Saneamento deve gerar 1,5 milhão de empregos nos próximos anos

Saneamento deve gerar 1,5 milhão de empregos nos próximos anos

Serão pelo menos mais 1,5 milhão de postos de trabalho serão necessários para adequar as empresas a um cenário de universalização dos serviços, previsto para 2033.

Segundo dados da ABCON SINDCON, dos R$ 176 bilhões de investimentos contratados desde 2020 e uma demanda que chega a R$ 900 bilhões, o saneamento será um dos setores com maior índice de geração de empregos nos próximos anos. Serão pelo menos mais 1,5 milhão de postos de trabalho serão necessários para adequar as empresas a um cenário de universalização dos serviços, previsto para 2033. A partir da entrada em vigor do Marco Legal do Saneamento, em 2020, o saneamento acelerou suas contratações para suportar o aumento de obras e projetos de expansão dos sistemas de água e esgoto em todo o país. Boa parte dessas contratações são de trabalhadores da construção civil.

Com base na Relação Anual de Informações Sociais (RAIS), um estudo da ABCON SINDCON indica que o crescimento líquido do emprego formal direto entre as empresas de água e esgoto alcançou 2,7 mil contratados em 2023, um aumento de 1,8% da força de trabalho, acima da média da indústria no período, que ficou em 1,5%. Outro dado importante é o desempenho da remuneração oferecida pelo setor.
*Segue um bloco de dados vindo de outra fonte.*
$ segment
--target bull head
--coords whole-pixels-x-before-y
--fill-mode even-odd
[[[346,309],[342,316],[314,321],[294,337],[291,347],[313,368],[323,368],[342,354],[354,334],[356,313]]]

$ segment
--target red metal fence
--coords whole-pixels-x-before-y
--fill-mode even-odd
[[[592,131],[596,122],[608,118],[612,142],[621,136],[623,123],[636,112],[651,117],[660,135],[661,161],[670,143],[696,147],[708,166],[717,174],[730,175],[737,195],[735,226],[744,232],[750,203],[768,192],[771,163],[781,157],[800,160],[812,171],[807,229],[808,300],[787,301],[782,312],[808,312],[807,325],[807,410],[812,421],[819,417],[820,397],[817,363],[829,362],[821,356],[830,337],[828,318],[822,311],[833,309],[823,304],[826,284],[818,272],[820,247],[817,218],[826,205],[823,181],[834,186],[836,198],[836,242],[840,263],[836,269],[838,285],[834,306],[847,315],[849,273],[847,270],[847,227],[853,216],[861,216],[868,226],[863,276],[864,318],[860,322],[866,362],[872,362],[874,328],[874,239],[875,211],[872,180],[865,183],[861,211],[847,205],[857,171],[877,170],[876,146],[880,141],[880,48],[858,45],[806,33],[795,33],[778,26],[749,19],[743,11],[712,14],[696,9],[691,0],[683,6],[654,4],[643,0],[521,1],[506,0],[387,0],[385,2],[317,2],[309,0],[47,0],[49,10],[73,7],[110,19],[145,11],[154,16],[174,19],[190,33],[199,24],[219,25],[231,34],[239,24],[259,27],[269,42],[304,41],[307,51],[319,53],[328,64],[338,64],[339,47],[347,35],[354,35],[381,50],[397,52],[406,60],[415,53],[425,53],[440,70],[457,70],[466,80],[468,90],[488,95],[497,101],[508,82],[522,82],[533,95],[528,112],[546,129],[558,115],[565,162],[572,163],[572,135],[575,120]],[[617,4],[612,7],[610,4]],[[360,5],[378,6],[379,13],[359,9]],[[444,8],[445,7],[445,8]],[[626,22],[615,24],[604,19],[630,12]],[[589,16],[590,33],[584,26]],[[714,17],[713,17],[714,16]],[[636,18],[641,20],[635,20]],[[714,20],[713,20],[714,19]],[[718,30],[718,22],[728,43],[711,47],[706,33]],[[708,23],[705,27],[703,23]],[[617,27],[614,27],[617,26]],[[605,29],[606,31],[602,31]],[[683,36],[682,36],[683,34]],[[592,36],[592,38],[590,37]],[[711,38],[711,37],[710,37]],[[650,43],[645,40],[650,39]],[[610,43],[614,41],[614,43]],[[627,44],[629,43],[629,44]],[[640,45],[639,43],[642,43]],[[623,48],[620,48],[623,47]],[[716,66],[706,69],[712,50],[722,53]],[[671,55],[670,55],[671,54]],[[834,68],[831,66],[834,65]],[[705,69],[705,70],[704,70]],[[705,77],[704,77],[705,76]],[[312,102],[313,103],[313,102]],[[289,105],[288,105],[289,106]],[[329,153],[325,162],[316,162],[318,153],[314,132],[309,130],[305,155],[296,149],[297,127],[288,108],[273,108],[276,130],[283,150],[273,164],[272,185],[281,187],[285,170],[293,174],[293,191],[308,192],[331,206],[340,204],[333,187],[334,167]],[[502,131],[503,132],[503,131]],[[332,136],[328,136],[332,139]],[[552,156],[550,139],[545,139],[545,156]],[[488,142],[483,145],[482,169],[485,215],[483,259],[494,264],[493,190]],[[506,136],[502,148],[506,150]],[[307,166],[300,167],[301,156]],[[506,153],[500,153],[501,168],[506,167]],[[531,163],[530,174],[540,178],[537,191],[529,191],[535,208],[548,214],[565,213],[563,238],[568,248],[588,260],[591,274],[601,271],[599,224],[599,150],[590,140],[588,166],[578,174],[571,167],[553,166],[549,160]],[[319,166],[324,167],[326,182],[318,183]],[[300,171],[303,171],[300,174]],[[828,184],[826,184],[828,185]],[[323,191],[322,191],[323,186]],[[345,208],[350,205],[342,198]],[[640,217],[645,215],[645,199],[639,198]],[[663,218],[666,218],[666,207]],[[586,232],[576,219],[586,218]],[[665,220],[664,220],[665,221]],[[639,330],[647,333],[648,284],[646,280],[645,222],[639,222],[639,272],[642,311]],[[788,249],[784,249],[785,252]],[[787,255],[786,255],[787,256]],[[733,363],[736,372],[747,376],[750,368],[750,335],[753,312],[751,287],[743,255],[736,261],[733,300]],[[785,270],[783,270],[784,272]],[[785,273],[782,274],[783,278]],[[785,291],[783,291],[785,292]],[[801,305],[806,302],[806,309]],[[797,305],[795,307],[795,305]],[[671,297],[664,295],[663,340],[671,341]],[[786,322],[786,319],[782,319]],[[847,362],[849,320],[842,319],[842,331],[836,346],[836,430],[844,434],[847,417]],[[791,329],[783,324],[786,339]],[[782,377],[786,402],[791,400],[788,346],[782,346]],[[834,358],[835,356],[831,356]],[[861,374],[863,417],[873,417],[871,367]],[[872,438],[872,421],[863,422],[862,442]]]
Em 2023, as operadoras de água e esgoto registraram um valor médio de remuneração de R$ 6.906,33, cerca de 65% acima da área industrial (R$ 4.182,40) e 75,7% acima da média nacional (R$ 3.930,56). “A cadeia do saneamento possui enorme capilaridade e envolve a geração de empregos diretos e indiretos em escala nacional e regional. Como as regiões que mais necessitam de investimento em saneamento são também aquelas com mais carência de oportunidades de trabalho, o impacto positivo da expansão do setor é gigantesco”, comenta a diretora-executiva da ABCON SINDCON, Christianne Dias.

Os profissionais procurados pelas concessionárias de saneamento incluem engenheiros, técnicos e operadores atuantes em tecnologia, manutenção, gestão e monitoramento ambiental. “Esse movimento não só impulsiona o desenvolvimento econômico, mas também contribui para a inclusão social e a melhoria da qualidade de vida nas comunidades atendidas”, acrescenta a diretora da ABCON SINDCON. A projeção da entidade é que, somente com as futuras contratações do saneamento, o nível de emprego total no Brasil será 0,9% a mais até 2033, com a universalização alcançada.